2. After seeing the error at the same address with different boot devices, I made the logical assumption that IC3+ apparently locks down the MBR too. I'm thinking, great, how the heck do I get to a command prompt? How I beat the fubar'd MBR? A root kit perhaps? As this is a work machine, I wasn't to psyched about playing with a root kit since I haven't really used one before, and my data is too important to lose. Then I had an epiphany: Boot linux off of a disc to get at the data! I had a burned copy of Ubuntu desktop 10.1 sitting in the drawer and popped it in the drive, then booted up off the disc. Ubuntu's dialog pops up and generously asks me if I'd like to try out ubuntu or install it. I chose to "try it out", which loads all the linux drivers and gui into memory and unused disc space, bypassing the windows MBR altogether. The Ubuntu GUI pops up, and 5 seconds later, I have a file browser window open and I'm ready to clean house!

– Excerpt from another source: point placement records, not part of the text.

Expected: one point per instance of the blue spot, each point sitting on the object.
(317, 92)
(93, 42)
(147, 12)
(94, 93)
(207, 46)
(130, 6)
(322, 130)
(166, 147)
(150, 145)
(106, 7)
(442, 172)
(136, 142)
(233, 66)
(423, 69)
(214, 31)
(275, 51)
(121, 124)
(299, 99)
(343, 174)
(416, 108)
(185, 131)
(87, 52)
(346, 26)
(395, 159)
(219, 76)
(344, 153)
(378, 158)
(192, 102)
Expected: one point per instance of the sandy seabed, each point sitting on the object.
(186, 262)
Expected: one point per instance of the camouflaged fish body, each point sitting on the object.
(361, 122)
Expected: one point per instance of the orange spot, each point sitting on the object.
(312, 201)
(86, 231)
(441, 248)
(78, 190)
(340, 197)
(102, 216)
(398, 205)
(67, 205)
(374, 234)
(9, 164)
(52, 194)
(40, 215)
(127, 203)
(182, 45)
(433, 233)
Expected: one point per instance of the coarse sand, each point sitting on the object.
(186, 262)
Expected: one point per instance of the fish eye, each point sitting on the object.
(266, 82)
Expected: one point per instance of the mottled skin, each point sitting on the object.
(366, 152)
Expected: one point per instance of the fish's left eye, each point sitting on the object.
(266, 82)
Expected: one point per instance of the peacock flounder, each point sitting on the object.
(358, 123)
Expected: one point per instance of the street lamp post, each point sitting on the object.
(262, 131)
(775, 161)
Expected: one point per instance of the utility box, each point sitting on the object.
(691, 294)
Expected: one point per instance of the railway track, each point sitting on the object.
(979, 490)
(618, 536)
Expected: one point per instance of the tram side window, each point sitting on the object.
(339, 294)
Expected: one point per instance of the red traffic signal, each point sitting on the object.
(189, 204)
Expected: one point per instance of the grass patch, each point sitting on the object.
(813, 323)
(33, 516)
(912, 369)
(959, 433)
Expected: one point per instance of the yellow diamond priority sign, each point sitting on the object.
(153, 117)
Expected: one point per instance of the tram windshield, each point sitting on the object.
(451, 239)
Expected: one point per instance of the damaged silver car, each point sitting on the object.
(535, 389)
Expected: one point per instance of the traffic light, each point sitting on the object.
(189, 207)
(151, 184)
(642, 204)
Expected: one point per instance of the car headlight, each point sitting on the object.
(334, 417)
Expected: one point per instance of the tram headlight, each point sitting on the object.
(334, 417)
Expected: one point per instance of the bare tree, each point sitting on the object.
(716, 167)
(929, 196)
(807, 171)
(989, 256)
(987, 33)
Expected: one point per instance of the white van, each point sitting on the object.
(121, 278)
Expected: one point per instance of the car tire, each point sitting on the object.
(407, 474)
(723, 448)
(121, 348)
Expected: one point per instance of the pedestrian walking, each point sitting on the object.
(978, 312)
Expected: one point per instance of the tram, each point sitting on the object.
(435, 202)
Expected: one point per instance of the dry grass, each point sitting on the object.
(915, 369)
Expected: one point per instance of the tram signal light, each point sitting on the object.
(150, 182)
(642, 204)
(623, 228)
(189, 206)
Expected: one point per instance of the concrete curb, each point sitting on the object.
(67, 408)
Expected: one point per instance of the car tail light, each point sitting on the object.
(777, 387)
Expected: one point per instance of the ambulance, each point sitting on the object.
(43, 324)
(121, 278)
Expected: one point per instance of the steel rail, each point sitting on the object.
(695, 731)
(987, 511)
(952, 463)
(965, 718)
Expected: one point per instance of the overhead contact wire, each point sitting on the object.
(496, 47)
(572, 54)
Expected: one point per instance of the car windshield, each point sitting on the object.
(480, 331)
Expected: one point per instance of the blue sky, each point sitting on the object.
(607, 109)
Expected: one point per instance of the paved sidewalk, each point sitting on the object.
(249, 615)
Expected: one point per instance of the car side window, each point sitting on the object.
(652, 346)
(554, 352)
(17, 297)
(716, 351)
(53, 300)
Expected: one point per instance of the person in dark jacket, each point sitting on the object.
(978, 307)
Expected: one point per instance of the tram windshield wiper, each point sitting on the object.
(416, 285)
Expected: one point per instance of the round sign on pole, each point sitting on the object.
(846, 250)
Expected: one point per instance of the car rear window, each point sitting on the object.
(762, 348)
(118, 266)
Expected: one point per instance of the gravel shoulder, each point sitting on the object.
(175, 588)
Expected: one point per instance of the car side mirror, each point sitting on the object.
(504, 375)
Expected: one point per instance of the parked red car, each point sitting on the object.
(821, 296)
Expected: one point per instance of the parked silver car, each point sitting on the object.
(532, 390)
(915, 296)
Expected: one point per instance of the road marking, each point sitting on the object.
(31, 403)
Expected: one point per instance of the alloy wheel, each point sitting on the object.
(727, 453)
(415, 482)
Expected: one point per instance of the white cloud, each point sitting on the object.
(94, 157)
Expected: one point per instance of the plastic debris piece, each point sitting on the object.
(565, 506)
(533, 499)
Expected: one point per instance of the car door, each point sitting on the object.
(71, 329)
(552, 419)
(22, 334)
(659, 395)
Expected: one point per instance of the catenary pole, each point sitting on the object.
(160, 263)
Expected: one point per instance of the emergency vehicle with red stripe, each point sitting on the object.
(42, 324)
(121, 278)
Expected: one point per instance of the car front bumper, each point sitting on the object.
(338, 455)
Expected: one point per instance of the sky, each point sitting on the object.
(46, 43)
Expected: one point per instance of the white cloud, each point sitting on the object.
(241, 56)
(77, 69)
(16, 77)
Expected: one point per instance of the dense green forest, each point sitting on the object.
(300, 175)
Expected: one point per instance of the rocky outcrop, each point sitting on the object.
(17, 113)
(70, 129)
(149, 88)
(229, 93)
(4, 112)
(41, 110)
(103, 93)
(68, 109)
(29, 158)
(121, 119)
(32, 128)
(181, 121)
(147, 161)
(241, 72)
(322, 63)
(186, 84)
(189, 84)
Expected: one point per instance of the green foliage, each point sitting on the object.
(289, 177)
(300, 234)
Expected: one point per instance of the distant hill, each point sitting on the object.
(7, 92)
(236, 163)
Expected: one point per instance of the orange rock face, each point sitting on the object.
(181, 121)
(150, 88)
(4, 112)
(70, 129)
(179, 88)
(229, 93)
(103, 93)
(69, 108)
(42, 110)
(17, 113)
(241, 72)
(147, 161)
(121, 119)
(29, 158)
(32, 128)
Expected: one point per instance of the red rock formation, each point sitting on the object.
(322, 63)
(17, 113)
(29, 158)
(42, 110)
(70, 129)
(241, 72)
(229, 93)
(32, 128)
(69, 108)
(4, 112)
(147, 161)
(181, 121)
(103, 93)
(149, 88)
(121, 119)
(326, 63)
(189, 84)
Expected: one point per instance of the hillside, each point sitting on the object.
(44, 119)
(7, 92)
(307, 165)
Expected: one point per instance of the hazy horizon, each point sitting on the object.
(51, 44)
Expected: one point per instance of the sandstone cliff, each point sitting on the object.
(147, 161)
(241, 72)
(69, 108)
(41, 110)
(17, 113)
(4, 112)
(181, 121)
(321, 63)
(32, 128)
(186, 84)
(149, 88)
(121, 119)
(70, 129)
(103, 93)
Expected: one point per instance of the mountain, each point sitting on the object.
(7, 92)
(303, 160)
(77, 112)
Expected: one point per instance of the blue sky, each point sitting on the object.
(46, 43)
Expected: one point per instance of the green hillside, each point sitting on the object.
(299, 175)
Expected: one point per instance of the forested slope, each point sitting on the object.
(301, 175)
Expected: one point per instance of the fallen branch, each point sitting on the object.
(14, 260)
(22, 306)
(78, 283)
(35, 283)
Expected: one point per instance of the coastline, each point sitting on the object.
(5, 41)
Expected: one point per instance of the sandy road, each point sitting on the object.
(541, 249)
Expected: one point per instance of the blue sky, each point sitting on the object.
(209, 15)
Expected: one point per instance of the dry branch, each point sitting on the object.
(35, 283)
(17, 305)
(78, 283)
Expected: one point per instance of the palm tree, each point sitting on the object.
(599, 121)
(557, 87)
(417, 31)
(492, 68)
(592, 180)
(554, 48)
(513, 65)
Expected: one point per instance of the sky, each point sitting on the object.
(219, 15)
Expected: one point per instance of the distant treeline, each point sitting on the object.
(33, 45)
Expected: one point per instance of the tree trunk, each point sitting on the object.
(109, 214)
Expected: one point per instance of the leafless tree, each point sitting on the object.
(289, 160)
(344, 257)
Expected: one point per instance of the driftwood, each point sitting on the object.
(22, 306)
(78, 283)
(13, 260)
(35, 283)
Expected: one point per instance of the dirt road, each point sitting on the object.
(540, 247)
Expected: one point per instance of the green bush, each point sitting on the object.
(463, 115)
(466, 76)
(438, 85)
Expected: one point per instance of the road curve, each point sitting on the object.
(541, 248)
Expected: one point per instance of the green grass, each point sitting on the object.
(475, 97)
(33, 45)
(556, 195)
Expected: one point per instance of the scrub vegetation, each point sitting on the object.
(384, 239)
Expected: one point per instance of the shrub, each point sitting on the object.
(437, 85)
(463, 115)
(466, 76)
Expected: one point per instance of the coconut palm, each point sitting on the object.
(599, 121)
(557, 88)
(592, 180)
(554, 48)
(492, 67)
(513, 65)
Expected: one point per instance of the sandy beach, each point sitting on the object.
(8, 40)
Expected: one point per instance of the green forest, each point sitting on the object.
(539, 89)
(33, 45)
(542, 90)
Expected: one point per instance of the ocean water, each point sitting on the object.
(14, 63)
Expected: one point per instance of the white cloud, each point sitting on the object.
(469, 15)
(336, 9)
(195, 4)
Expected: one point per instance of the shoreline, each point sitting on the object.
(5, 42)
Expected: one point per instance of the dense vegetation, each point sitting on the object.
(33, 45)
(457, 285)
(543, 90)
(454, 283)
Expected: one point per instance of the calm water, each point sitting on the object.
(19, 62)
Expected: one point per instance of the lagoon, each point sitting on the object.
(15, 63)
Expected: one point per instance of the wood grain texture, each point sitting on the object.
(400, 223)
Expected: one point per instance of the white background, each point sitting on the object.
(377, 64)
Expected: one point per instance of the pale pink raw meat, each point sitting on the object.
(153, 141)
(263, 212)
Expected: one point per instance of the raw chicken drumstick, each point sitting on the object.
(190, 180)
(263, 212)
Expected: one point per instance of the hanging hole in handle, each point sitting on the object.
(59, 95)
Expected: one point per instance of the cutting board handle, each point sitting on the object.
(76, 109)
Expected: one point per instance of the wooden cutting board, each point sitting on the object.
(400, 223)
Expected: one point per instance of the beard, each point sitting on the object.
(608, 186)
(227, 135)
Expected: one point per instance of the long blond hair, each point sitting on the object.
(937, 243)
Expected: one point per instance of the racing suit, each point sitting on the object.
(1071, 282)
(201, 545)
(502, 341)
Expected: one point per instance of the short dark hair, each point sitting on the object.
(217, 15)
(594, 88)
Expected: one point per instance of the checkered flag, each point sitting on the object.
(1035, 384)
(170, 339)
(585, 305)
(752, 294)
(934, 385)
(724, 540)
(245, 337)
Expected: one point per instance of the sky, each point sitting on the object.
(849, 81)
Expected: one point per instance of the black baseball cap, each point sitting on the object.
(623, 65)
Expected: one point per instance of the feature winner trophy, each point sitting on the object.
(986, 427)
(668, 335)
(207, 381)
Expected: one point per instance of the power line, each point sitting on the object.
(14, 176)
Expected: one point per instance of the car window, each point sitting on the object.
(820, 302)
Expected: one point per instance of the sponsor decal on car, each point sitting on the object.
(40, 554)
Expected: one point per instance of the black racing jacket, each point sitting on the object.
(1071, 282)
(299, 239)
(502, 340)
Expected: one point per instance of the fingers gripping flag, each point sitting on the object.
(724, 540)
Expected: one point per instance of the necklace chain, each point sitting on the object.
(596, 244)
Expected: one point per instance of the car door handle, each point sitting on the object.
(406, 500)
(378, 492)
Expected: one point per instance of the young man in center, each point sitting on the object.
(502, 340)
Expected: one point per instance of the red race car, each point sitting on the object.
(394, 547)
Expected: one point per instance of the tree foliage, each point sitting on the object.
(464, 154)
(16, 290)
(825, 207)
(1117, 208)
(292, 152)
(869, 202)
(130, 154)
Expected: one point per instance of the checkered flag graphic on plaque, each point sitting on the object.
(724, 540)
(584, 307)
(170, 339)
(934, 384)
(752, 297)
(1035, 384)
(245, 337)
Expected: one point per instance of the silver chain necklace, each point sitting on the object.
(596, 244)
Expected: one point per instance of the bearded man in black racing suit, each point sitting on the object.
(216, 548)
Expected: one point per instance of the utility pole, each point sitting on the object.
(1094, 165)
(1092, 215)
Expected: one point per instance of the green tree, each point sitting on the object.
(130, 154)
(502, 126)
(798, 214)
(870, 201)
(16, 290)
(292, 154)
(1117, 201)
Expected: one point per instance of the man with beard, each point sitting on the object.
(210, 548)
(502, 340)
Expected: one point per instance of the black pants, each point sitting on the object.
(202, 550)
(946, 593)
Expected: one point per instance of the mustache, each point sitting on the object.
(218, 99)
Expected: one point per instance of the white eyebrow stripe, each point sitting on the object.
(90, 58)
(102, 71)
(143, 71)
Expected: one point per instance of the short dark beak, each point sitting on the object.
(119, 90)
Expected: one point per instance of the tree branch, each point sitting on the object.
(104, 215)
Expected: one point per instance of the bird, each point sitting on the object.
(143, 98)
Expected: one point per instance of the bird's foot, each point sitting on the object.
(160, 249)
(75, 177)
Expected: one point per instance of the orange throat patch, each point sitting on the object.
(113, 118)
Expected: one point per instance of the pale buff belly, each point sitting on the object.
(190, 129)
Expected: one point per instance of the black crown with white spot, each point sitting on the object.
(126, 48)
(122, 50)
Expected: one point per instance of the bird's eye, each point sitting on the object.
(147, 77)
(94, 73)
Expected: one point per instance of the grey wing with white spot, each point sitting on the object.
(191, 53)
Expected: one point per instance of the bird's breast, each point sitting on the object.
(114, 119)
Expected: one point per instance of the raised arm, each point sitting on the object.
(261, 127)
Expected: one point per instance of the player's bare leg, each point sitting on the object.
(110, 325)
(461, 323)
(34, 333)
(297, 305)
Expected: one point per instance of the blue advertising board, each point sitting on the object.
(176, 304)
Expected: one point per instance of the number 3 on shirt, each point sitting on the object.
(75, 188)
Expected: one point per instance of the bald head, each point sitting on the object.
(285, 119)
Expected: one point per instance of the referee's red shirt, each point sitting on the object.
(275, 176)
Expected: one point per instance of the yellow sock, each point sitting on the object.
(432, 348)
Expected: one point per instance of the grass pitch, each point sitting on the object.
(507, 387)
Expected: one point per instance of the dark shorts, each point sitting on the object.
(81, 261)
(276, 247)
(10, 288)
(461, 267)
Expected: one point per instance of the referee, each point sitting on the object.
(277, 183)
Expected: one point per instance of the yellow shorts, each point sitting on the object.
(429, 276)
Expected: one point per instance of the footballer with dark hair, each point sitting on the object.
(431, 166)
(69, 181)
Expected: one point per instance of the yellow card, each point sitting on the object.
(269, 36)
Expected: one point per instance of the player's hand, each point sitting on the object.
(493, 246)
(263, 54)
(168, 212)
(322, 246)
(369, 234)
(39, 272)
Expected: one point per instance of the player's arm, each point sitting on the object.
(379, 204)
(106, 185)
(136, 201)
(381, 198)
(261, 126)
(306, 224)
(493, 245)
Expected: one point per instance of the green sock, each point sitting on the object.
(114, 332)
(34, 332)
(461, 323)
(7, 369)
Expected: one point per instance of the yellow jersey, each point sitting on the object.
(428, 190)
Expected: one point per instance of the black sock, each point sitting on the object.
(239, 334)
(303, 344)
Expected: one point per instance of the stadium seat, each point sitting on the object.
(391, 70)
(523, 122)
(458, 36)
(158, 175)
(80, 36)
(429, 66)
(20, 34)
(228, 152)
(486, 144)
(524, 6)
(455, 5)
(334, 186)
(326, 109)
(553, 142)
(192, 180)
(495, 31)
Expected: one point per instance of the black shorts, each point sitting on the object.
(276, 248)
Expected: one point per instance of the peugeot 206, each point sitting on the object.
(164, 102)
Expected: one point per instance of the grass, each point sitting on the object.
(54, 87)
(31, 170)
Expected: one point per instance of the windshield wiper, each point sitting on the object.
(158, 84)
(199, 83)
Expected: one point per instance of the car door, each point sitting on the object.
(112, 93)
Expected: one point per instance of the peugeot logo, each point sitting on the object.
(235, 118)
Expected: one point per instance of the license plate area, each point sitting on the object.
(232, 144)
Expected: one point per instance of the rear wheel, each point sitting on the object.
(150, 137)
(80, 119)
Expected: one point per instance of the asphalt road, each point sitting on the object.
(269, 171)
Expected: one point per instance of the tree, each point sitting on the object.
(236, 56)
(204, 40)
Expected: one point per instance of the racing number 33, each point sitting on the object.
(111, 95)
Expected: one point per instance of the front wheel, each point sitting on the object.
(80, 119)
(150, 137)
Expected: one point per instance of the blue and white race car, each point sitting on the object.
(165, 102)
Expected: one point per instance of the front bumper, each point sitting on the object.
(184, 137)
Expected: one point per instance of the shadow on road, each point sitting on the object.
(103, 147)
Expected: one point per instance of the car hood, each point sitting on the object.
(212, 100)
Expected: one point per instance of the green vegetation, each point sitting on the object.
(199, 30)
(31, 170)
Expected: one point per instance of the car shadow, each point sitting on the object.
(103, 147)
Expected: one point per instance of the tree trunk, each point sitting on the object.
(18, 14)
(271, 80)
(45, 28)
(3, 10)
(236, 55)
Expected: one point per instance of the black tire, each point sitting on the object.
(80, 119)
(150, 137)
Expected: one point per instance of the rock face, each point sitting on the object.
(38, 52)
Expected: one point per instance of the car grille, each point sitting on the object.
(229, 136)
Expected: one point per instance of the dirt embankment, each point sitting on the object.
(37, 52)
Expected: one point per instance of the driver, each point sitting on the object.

3. I popped in my USB external HDD to back up my important stuff, then proceeded to do part one of my IC3+ eradication. As I said earlier, the newer IC3+ is still somewhat simplistic. It duplicates a single executable into all the of the user data directories- C:\Documents and Settings\%username%\Application Data\.. and C:\Documents and Settings\%username%\Local Settings\Application Data\.. Just like the old IC3. In the directories for all the users, I found an executable of the same name written at the exact time and date IC3+. It had some random char filename like xjiishgdusf.exe or something (I'm sorry for not transcribing it exactly, but I was hungry for getting my machine fixed and it would probably be a different set of random chars on your machine anyway). While I was in there, I killed all of the temp browser and temp app data files too. If you're slick with linux, you could also just run a grep command from a prompt and find everything in one shot, but I'm lazy and impatient so I just used the GUI to git'r done.
***If you don't kill all the IC3+ executables, you'll have to do all this over again until you do, so take the time to really clean out all the dupes of the IC3+ executables and any temp files.
4. Part 2 of my IC3+ fix is a carbon copy of the old IC3 fix. I booted the machine into Safe Mode to test it out. No more IC3+ screen! Then I booted into Safe Mode+Networking successfully to finish the eradication. I busted out malwarebytes, updated, and did the full scan. It found 2 threats, identified as trojans, which I deleted after the scan. Reboot for normal bootup and I was back in business. Not counting the time for the full malwarebytes scan, this whole process took me less than 10 minutes after spending 6+ hrs fruitlessly searching the web for how to beat IC3+.
I would like to add that I was running ESET NOD32 with the realtime scanning when I got popped by IC3+. On the bootup with my hijacked IC3+, I could see dialogue flash that ESET had detected a threat and quarantined it, but that obviously wan't doing the trick. It also didn't help me when I got popped by the old IC3 back in September. You know, since most of the bad stuff loads before all your AV stuff loads and all...
I'm sure that I could use some other tools to handle the eradication of IC3+ differently, but this is my work laptop and I needed the data the next day. Since the whole issue is getting past the Windows MBR, you could probably adapt this approach with a different flavor or linux or OSX. I just happened to have the Ubuntu Desktop disc handy, but if you have access to another machine, you could download it and probably do even it off of a USB stick too. So that's my story, and I hope this approach can help other people beat IC3+.
Edited by olligator, 24 January 2013 - 08:25 PM.